On 12/22/2017 3:35 PM, Alex Braunegg wrote:
> Hi all,
>
> Another crash this morning:
>
> vif vif-2-0 vif2.0: Trying to unmap invalid handle! pending_idx: 0x3a
> ------------[ cut here ]------------
> kernel BUG at drivers/net/xen-netback/netback.c:430!
> invalid opcode: 0000 [#1] SMP
> Modules linked in: xt_physdev(E) iptable_filter(E) ip_tables(E) xen_netback(E) nfsd(E) lockd(E) grace(E) nfs_acl(E) auth_rpcgss(E) sunrpc(E) ipmi_si(E) ipmi_msghandler(E) k10temp(E) zfs(POE) zcommon(POE) znvpair(POE) icp(POE) spl(OE) zavl(POE) zunicode(POE) tpm_infineon(E) sp5100_tco(E) i2c_piix4(E) i2c_core(E) ohci_pci(E) ohci_hcd(E) tg3(E) ptp(E) pps_core(E) sg(E) raid1(E) sd_mod(E) ata_generic(E) pata_acpi(E) pata_atiixp(E) ahci(E) libahci(E) dm_mirror(E) dm_region_hash(E) dm_log(E) dm_mod(E) dax(E)
> CPU: 0 PID: 14238 Comm: vif2.0-q0-deall Tainted: P           OE   4.14.6-1.el6.x86_64 #1
> Hardware name: HP ProLiant MicroServer, BIOS O41     10/01/2013
> task: ffff880059e255c0 task.stack: ffffc90001f64000
> RIP: e030:xenvif_tx_dealloc_action+0x1bb/0x230 [xen_netback]

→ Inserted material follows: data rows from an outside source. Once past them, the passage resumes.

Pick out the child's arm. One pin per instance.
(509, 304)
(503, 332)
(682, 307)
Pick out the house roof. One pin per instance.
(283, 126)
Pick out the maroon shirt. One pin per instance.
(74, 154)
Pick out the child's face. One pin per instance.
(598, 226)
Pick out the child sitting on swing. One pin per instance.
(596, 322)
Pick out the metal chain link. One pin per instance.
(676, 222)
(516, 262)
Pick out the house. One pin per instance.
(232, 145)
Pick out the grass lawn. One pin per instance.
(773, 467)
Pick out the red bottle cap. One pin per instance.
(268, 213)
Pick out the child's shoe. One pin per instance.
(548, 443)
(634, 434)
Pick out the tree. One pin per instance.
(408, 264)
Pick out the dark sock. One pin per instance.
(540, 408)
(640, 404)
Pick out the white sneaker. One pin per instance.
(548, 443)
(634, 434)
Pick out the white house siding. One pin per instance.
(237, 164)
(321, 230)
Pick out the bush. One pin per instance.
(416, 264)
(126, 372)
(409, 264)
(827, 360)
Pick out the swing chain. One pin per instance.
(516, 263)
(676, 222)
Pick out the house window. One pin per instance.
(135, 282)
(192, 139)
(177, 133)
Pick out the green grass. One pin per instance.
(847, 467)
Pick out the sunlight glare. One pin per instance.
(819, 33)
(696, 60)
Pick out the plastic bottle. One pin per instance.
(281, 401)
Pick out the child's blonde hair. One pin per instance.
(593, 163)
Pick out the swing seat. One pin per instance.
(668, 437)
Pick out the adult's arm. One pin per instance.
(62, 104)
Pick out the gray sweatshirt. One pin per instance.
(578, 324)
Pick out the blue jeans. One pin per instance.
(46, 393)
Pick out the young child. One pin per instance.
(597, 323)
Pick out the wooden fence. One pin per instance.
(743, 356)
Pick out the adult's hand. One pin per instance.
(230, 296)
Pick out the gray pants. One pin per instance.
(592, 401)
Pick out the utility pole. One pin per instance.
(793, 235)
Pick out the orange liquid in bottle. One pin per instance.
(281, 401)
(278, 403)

> RSP: e02b:ffffc90001f67c68 EFLAGS: 00010292
> RAX: 0000000000000045 RBX: ffffc90001f55000 RCX: 0000000000000000
> RDX: ffff88007f4146e8 RSI: ffff88007f40db38 RDI: ffff88007f40db38
> RBP: ffffc90001f67e98 R08: 0000000000000372 R09: 0000000000000373
> R10: 0000000000000001 R11: 0000000000000000 R12: ffffc90001f5e730
> R13: 0000160000000000 R14: aaaaaaaaaaaaaaab R15: ffffc9000099bbe8
> FS:  00007f92865d29a0(0000) GS:ffff88007f400000(0000) knlGS:0000000000000000
> CS:  e033 DS: 0000 ES: 0000 CR0: 0000000080050033
> CR2: ffffffffff600400 CR3: 000000006209c000 CR4: 0000000000000660
> Call Trace:
>   ? _raw_spin_unlock_irqrestore+0x11/0x20
>   ? error_exit+0x5/0x20
>   ? __update_load_avg_cfs_rq+0x176/0x180
>   ? xen_mc_flush+0x87/0x120
>   ? xen_load_sp0+0x84/0xa0
>   ? __switch_to+0x1c1/0x360
>   ? finish_task_switch+0x78/0x240
>   ? __schedule+0x192/0x496
>   ? _raw_spin_lock_irqsave+0x1a/0x3c
>   ? _raw_spin_lock_irqsave+0x1a/0x3c
>   ? _raw_spin_unlock_irqrestore+0x11/0x20
>   xenvif_dealloc_kthread+0x68/0xf0 [xen_netback]
>   ? do_wait_intr+0x80/0x80
>   ? xenvif_map_frontend_data_rings+0xe0/0xe0 [xen_netback]
>   kthread+0x106/0x140
>   ? kthread_destroy_worker+0x60/0x60
>   ret_from_fork+0x25/0x30
> Code: 89 df 49 83 c4 02 e8 e5 f5 ff ff 4d 39 ec 75 e8 eb a2 48 8b 43 20 48 c7 c6 10 2b 55 a0 48 8b b8 20 03 00 00 31 c0 e8 85 c9 06 e1 <0f> 0b 0f 0b 48 8b 53 20 89 c1 48 c7 c6 48 2b 55 a0 31 c0 45 31
> RIP: xenvif_tx_dealloc_action+0x1bb/0x230 [xen_netback] RSP: ffffc90001f67c68
> ---[ end trace 130de0b7e39d0eea ]---
>
> Best regards,
>
> Alex
>
>
>
> -----Original Message-----
> From: Juergen Gross [mailto:jgross@suse.com]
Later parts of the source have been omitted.